Polish national radio station

Polskie Radio Program I, known also as PR1 or radiowa Jedynka is a radio channel broadcast by the Polish public broadcaster, Polskie Radio. It is dedicated to information and easy listening music. Some of its broadcasts have decades-old traditions and are quite famous, such as Matysiakowie and W Jezioranach.

== History ==
Program I began test transmissions on 1 February 1925, and began regular transmissions on 18 April 1926 (as Polskie Radio Warszawa), one year after its parent company, Polskie Radio was founded.
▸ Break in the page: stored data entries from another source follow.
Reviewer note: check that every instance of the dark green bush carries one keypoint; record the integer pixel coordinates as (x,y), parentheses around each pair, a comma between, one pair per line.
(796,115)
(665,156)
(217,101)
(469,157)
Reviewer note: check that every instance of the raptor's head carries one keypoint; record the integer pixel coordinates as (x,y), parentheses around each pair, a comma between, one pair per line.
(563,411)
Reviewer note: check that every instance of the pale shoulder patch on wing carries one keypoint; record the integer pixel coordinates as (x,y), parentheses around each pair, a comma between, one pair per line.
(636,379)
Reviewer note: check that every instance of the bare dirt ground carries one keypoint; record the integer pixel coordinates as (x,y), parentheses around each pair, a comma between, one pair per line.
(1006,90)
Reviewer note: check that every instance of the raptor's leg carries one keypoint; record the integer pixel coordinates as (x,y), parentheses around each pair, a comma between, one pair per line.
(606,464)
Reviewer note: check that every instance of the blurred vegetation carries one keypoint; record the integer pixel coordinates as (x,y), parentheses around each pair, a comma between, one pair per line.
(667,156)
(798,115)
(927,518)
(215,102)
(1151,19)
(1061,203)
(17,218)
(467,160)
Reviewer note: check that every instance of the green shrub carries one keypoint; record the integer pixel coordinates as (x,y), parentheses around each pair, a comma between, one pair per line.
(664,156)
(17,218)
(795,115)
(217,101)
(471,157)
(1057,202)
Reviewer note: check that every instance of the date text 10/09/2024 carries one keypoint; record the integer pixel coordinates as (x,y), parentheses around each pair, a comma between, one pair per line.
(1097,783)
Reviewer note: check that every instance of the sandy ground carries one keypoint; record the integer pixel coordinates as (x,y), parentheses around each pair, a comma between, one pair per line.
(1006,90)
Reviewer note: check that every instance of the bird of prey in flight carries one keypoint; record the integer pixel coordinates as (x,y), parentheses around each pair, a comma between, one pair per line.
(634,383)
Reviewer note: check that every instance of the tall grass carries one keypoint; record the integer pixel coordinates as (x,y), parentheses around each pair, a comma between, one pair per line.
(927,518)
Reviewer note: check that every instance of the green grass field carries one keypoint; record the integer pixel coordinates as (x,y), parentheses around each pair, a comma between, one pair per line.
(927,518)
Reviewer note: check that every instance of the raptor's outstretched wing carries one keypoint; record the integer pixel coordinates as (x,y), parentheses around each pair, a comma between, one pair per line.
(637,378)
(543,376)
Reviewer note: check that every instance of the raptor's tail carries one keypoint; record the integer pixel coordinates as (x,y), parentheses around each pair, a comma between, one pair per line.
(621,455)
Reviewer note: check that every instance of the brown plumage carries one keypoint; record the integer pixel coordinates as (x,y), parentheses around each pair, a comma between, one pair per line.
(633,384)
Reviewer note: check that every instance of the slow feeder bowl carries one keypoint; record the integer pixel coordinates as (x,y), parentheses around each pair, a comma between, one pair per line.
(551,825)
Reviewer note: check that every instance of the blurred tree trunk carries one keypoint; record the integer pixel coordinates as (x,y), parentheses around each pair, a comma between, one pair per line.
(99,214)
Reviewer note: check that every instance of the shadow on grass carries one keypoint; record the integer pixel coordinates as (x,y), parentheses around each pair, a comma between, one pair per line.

In 1924 the Post, Telegraph, and Telephone Act was passed, and in February of the following year, a broadcasting station built already in Poland started operation. Several months later (18 August), a privately owned company Polish Radio received a license for broadcasting a radio program. In 1935, the Polish government bought 96% of its shares and so the radio became the property of the state.

==Overview==
Jedynka broadcasts a program of universal character, addressed to a wide range of listeners, distinguished by a large amount of information, which is prepared, among other things, by the News Editorial Board. The program is broadcast on long waves in the amplitude modulation system on a frequency of 225 kHz from the Radio Broadcasting Center in Solec Kujawski and on VHF waves from transmitters throughout Poland, digitally, as well as via the Internet, HbbTV and satellite in the digital system without encryption (FTA broadcast). The radio station can be listened to using a telephone link - number +48 (22) 645 91 00.

Jedynkas total reception range in the VHF band (as of July 2012) covered 92.33% of the country's population and 90.19% of Poland's area. It is complemented by long-wave broadcasting which often can be received in foreign countries.